しかし、痛みを与えることに怖気づいてゆっくり縫えば、辛い時間を長引かせてしまうし、針を浅くしか刺さなければまた傷口が開いてしまうかもしれない。罪悪感は感じつつも、淡々と、しっかり、縫い進める他ない。
なんとか反対側の端まで縫い終えると、傷口がくっつき、絶えず溢れていた血は滲む程度になっていた。ジブリールさんも笑顔で頷き、拍手で称えてくれた。フリーゲさんも加えていた木材を外し、安堵の表情を浮かべる。
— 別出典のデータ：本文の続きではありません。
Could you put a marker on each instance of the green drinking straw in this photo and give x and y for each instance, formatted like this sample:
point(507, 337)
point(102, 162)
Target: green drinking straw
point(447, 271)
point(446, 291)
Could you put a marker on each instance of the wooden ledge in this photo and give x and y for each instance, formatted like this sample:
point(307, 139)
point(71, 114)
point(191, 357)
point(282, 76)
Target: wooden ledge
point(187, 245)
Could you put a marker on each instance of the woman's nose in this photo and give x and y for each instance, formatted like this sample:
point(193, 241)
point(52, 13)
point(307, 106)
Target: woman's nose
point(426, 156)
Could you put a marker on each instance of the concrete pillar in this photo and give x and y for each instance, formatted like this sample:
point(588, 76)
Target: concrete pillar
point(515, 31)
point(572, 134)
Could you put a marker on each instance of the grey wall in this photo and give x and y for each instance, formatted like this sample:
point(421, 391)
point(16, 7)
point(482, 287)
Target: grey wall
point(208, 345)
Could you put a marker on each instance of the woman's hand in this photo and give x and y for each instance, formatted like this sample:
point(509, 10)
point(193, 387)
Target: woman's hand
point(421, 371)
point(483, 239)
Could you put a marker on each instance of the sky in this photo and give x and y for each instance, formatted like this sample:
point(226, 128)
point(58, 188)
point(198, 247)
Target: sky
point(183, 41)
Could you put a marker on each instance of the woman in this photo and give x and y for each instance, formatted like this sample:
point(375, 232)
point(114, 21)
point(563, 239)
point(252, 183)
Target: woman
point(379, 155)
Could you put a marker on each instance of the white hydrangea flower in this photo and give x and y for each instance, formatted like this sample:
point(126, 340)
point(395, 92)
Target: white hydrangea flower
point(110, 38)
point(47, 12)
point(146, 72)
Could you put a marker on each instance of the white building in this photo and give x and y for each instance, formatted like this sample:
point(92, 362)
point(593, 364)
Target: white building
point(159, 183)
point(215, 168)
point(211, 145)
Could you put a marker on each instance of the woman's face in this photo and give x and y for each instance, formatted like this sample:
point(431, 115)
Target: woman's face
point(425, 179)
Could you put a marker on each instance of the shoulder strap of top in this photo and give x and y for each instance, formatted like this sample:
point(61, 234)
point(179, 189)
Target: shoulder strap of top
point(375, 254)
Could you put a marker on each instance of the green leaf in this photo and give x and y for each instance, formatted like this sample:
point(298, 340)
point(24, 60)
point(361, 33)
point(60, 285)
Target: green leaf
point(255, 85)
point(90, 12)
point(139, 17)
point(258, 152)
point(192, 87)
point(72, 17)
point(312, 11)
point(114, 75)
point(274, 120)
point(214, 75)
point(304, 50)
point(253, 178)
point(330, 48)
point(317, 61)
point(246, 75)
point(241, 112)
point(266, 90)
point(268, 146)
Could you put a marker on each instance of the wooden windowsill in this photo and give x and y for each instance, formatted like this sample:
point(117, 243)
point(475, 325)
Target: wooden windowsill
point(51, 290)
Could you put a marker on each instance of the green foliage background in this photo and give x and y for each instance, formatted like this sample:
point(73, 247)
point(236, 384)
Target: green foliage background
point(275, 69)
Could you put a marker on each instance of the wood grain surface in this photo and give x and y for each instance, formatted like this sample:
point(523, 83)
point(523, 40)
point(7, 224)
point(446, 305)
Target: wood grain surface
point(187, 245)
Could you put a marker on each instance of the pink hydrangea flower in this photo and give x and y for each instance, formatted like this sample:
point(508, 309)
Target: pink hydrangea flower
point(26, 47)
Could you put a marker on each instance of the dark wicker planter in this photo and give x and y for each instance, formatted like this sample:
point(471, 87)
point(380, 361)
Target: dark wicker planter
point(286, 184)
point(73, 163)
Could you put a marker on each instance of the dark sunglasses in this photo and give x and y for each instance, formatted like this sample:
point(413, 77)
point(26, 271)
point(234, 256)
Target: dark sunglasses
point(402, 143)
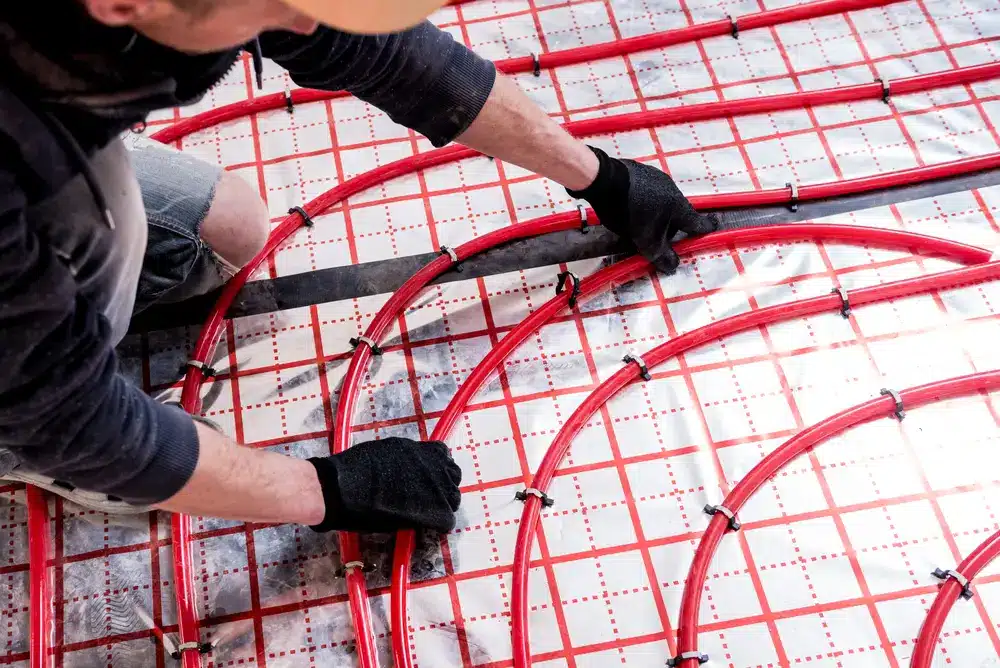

「終わりました。また傷の様子を見ますので、半月ほどしたらまた来てください」
「ありがとうございました!」
「いえ、こちらこそ練習させてくださり、ありがとうございま……?」
お礼を言おうとしたところで、妙な視線を感じて上を見上げると、ケーターさんが微笑んでこちらを見ていた。その微笑みは、あまり上品なものではない。
「どうかしましたか?」
「いや、お前の顔が綺麗だったおかげで、こいつは幾分か治療が楽だったようだぜ」
「ちょ、隊長!」
フリーゲさんは真っ赤な顔で抗議しているものの、否定するつもりもないようだ。そういう目で見られることは本意ではないのだが、結果的に治療に役立ったなら納得することとしよう。